Statistical analyses

After Bonferroni correction for multiple testing, none of the interaction p-values remained significant. We report the 20 SNP pairs identified in the epi.cc output file with the lowest interaction p-values (“top 20 SNP pairs”). Genotype data was extracted for these pairs using an additive genetic model with the PLINK command --recodeA.

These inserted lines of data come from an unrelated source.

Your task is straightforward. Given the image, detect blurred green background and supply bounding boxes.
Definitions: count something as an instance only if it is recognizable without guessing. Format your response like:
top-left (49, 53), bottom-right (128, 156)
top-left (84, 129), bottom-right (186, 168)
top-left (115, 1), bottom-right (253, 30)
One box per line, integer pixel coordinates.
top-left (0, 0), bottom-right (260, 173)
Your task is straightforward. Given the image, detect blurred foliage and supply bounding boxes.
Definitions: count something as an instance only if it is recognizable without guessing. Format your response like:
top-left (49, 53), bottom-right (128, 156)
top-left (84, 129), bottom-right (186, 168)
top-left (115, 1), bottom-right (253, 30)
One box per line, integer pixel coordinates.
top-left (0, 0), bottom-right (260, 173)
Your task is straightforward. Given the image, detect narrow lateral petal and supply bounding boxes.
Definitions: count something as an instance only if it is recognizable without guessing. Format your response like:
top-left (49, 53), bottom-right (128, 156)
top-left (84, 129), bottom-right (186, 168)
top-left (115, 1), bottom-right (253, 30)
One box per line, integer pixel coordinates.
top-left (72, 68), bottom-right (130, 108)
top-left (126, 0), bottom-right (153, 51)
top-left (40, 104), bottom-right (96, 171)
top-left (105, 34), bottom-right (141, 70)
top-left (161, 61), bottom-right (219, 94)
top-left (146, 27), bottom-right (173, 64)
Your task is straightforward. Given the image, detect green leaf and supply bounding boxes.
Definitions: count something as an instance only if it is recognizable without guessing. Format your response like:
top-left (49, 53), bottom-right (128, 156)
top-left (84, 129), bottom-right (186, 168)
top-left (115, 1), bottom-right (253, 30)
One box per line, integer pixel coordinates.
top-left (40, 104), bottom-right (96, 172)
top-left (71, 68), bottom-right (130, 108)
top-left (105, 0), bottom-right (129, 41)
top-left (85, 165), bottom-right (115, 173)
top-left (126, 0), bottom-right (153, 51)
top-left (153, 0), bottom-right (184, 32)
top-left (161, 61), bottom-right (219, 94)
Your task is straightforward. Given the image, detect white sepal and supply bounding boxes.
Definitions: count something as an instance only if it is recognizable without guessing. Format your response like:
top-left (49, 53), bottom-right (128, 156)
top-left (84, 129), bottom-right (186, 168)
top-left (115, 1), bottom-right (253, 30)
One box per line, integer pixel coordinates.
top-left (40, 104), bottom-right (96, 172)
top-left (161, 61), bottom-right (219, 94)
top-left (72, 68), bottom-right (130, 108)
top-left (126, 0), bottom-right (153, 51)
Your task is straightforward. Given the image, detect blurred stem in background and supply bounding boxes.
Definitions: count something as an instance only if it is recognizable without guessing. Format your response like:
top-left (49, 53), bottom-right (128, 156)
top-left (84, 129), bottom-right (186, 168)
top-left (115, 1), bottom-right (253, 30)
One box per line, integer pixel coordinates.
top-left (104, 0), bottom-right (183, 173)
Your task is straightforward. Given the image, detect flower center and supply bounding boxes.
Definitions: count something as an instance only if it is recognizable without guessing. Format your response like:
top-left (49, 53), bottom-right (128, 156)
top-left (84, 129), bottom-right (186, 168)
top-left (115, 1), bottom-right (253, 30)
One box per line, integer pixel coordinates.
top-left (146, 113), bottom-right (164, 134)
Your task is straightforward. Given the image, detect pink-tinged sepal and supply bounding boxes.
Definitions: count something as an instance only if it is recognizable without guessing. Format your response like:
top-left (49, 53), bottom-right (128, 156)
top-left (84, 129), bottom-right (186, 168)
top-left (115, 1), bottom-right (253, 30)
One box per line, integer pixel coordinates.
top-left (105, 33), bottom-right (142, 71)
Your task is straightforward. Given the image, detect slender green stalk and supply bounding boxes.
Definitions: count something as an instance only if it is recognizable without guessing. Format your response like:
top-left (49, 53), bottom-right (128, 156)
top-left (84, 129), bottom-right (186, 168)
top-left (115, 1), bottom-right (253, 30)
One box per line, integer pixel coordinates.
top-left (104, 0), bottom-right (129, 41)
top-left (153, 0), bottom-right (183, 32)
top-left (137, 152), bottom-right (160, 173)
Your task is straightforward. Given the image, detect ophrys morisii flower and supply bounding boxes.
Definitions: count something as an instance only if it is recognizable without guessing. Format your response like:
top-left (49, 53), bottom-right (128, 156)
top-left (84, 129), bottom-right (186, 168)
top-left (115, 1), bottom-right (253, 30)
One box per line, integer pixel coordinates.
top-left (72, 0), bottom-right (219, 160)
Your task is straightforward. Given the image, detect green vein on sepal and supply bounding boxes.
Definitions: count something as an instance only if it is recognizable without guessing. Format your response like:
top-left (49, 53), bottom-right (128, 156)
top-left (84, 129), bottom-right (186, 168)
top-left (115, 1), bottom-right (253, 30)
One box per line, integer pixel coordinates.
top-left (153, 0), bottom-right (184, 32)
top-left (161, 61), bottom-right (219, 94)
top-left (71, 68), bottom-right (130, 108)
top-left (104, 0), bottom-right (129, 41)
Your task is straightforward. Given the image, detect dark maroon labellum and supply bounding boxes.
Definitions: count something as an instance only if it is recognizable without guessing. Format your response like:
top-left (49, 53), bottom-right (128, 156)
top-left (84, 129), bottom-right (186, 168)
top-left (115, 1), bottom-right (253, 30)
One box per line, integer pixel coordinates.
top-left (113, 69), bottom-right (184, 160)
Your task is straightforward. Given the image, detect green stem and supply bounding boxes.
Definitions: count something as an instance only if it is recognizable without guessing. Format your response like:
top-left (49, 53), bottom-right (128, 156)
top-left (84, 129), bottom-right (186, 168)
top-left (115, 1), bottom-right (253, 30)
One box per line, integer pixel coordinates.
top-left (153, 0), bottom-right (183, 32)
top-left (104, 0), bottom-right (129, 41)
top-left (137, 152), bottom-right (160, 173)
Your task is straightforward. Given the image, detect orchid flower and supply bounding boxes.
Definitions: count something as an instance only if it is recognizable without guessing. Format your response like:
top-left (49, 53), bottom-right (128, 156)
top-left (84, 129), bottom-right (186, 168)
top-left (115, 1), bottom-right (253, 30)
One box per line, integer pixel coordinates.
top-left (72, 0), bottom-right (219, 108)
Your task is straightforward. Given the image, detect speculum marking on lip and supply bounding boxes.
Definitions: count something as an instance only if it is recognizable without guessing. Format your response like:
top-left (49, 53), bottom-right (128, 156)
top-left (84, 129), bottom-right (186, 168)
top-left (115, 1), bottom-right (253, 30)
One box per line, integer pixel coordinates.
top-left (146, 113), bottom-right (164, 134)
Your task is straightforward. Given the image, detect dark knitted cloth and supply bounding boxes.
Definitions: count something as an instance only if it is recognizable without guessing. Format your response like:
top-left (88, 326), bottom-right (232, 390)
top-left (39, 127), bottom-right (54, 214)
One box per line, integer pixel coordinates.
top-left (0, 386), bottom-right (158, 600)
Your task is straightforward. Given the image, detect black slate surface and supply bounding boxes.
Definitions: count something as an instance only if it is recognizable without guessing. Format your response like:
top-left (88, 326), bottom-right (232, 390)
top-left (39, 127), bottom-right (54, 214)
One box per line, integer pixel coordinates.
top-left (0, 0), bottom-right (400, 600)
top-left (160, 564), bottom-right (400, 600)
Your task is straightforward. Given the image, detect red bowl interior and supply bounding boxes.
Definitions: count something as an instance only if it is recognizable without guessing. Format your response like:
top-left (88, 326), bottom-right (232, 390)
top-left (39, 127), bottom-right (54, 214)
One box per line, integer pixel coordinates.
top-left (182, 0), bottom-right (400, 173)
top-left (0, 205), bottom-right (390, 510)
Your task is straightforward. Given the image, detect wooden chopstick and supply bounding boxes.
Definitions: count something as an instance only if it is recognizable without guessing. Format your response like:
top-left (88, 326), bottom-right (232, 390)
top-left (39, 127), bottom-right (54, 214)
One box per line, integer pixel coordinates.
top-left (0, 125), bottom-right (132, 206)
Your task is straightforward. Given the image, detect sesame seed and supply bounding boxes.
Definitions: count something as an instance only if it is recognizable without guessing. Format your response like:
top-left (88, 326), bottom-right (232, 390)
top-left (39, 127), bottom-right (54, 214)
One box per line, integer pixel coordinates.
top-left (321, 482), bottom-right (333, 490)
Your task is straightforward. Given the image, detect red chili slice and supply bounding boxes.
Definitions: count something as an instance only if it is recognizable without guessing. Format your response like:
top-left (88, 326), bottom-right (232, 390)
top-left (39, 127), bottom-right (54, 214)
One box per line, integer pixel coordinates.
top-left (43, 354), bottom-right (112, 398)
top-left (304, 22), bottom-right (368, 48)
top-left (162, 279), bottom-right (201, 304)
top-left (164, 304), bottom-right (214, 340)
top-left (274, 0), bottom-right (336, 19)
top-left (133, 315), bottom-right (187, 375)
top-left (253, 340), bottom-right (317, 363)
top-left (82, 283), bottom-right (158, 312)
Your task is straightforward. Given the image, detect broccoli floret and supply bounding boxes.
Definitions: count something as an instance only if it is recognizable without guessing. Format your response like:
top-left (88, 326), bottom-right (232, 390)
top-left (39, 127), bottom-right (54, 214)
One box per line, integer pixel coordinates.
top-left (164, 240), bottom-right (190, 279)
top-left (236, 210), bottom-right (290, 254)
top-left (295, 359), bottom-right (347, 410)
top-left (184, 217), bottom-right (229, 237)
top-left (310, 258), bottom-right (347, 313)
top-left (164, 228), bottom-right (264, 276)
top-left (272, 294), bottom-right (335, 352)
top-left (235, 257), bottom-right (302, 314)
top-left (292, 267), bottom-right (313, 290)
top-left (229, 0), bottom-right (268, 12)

We constructed univariable Cox regression models for the top SNPs as well as two-SNP Cox regression models (with interaction term) adjusting for clinical covariates of location (rectum vs. colon), stage (II vs I and III vs I), adjuvant chemotherapy (yes vs no), and baseline radiotherapy (yes vs no) [38]. Time to recurrence data was utilized in Cox regression analyses. During these latter analyses, 11 patients who were censored, and hence removed from the PLINK analysis, were added back to the dataset in order to limit bias. Statistical analyses were done using SPSS (IBM; version 29.0.0.0 (241) for Windows). Bonferroni-adjusted significance thresholds are p < 0.00128 and p < 0.0025 for univariable and multivariable Cox regression analyses, respectively.

Analysis of the interactions in identified genomic regions

As LD-pruning was performed, which removes one SNP of each high-LD pair from the dataset, only a subset of SNPs in our dataset were directly included in our initial PLINK epistasis analysis. In order to address the possibility that interactions involving the pruned SNPs may have stronger associations with RMFS than the interactions identified in our initial analysis, a subsequent analysis was performed. SNPs which were in LD with those identified in the top 20 interactions of our initial epistasis analysis (PLINK r2 inter-chr function) were used to form a new dataset, along with the 39 unique SNPs from the top 20 interactions (one SNP appeared in two interactions). The PLINK epistasis function was again run using this new dataset. There were 30 models found with a p-value ≤ 1.37E-8 (the lowest p-value identified in the initial PLINK interaction analysis). These models included the original 20 interactions, leaving 10 new models for us to consider. In the latter models, each model included one SNP in common with an original interaction set and a new SNP (that is in high-LD with the second SNP from the original interaction). Among those, only three new alternative interactions had a PLINK interaction p-value lower than the original interaction which it corresponded to – these are noted in this manuscript. For each of these alternative interactions, 2-SNP (with interaction term) Cox regression analyses adjusting for covariates were performed as described above.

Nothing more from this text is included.